MAF-summary

Set of scripts to summarise, analyse and visualise Mutation Annotation Format (MAF) file(s) using maftools R package. The maftools manuscript is on bioRxiv and scripts are available on GitHub. The downstream analyses include cancer driver discovery.

Installation
MAF field requirements
Scripts summary
Converting VCF files to MAF files
Converting ICGC mutation format to MAF
Extracting variants within exonic regions
Extracting variants of specific classification
Changing sample names
Subsetting MAF
Merging MAFs
Summarising and visualising MAF file(s)
Summarising and visualising MAF file(s) for selected genes

Installation

Run the environment.yaml file to create conda environment and install required packages. The -p flag should point to the miniconda installation path. For instance, to create maf-summary environment using miniconda installed in /miniconda directory run the following command:

conda env create -p /miniconda/envs/maf-summary --file envm/environment.yaml

Activate created maf-summary conda environment before running the pipeline

conda activate maf-summary

Additionally, vcf2maf tool available on GitHub is required for Converting VCF files to MAF files.

MAF field requirements

While MAF files contain many fields ranging from chromosome names to cosmic annotations, the mandatory fields used by maftools are the following:

Field	Description	Allowed values
Hugo_Symbol	HUGO gene symbol	-
Chromosome	Chromosome no.	1-22, X, Y
Start_Position	Event start position	Numeric
End_Position	Event end position	Numeric
Reference_Allele	Positive strand reference allele	A, T, C, G
Tumor_Seq_Allele2	Primary data genotype	A, T, C, G
Variant_Classification	Translational effect of variant allele	Frame_Shift_Del, Frame_Shift_Ins, In_Frame_Del, In_Frame_Ins, Missense_Mutation, Nonsense_Mutation, Silent, Splice_Site, Translation_Start_Site, Nonstop_Mutation, 3'UTR, 3'Flank, 5'UTR, 5'Flank, IGR, Intron, RNA, Targeted_Region, De_novo_Start_InFrame, De_novo_Start_OutOfFrame, Splice_Region, Unknown
Variant_Type	Variant Type	SNP, DNP, INS, DEL, TNP and ONP
Tumor_Sample_Barcode	Sample ID	Either a TCGA barcode, or for non-TCGA data, a literal SAMPLE_ID as listed in the clinical data file

Scripts summary

Script	Description
multi_vcf2maf.pl	Converts multiple VCF (Variant Call Format) file to MAF file
icgcMutationToMAF.R	Converts ICGC Simple Somatic Mutation Format file to MAF file
exons_maf.pl	Extracts variants detected within exonic regions
var_class_maf.pl	Extracts variants of specific classification/consequence
MAFsamplesRename.R	Changes sample names in MAF's Tumor_Sample_Barcode field
subsetMAF.R	Subsets MAF based on defined list of samples and/or genes
mergeMAFs.R	Merges multiple MAFs
summariseMAFs.R	Summarises and visualises MAF file(s)
summariseMAFsGenes.R	Summarises and visualises MAF file(s) for selected genes

Converting VCF files to MAF files

To convert multiple VCF files into one collective MAF file use multi_vcf2maf.pl script. It requires a file with listed VCF files to be converted into corresponding MAF files (see an example here). The individual MAF files are then merged into one collective MAF file, which is saved in the same directory as the files listing VCF files.

Note

The following are required

vcf2maf tool available on GitHub (see Installation section).
Reference FASTA file (e.g.
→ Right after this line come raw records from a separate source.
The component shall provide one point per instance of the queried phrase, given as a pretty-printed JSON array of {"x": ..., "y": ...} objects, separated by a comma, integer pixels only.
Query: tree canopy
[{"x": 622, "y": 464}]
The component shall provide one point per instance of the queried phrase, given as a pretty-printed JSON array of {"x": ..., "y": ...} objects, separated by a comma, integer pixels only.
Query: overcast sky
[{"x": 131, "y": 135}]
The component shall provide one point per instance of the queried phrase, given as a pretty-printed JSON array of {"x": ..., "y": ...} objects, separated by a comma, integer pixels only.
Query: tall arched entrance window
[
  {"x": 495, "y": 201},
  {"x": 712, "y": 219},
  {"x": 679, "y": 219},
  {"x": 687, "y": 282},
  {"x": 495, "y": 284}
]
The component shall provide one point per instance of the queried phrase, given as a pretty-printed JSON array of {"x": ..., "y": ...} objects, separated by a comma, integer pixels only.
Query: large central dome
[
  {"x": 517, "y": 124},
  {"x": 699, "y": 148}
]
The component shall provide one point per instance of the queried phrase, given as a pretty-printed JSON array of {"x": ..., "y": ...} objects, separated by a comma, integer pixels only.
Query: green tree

GRCh37 available on ncbi.nih.gov FTP site)

Script: multi_vcf2maf.pl

Argument	Description	Required
--vcf_list	Full path with name of a file listing VCF files to be converted	Yes
--exons	Include exonic regions only: TRUE/T or FALSE/F (defualt)	No
--v2m	Full path to vcf2maf.pl script	Yes
--ref	Reference FASTA file (e.g. GRCh37)	Yes
--maf_file	Name of the merged MAF file to be created	Yes

NOTE: The definition of exonic regions is based on the MAF's Variant_Classification field and is described in Extracting variants within exonic regions section. If one requires to subset generated MAF file based on different Variant_Classification categories, then one can run the var_class_maf.pl script, which allows define Variant_Classification categories of interest using --var_class parameter.

Command line use example:

perl scripts/multi_vcf2maf.pl  --vcf_list examples/example_vcf_list.txt  --exons FALSE  --v2m /path/to/vcf2maf.pl  --ref /path/to/reference/GRCh37-lite.fa  --maf_file example.maf

This will convert the VCF files listed in example_vcf_list.txt into corresponding MAF files, which are then will be merged into one collective MAF file example.maf saved in examples directory.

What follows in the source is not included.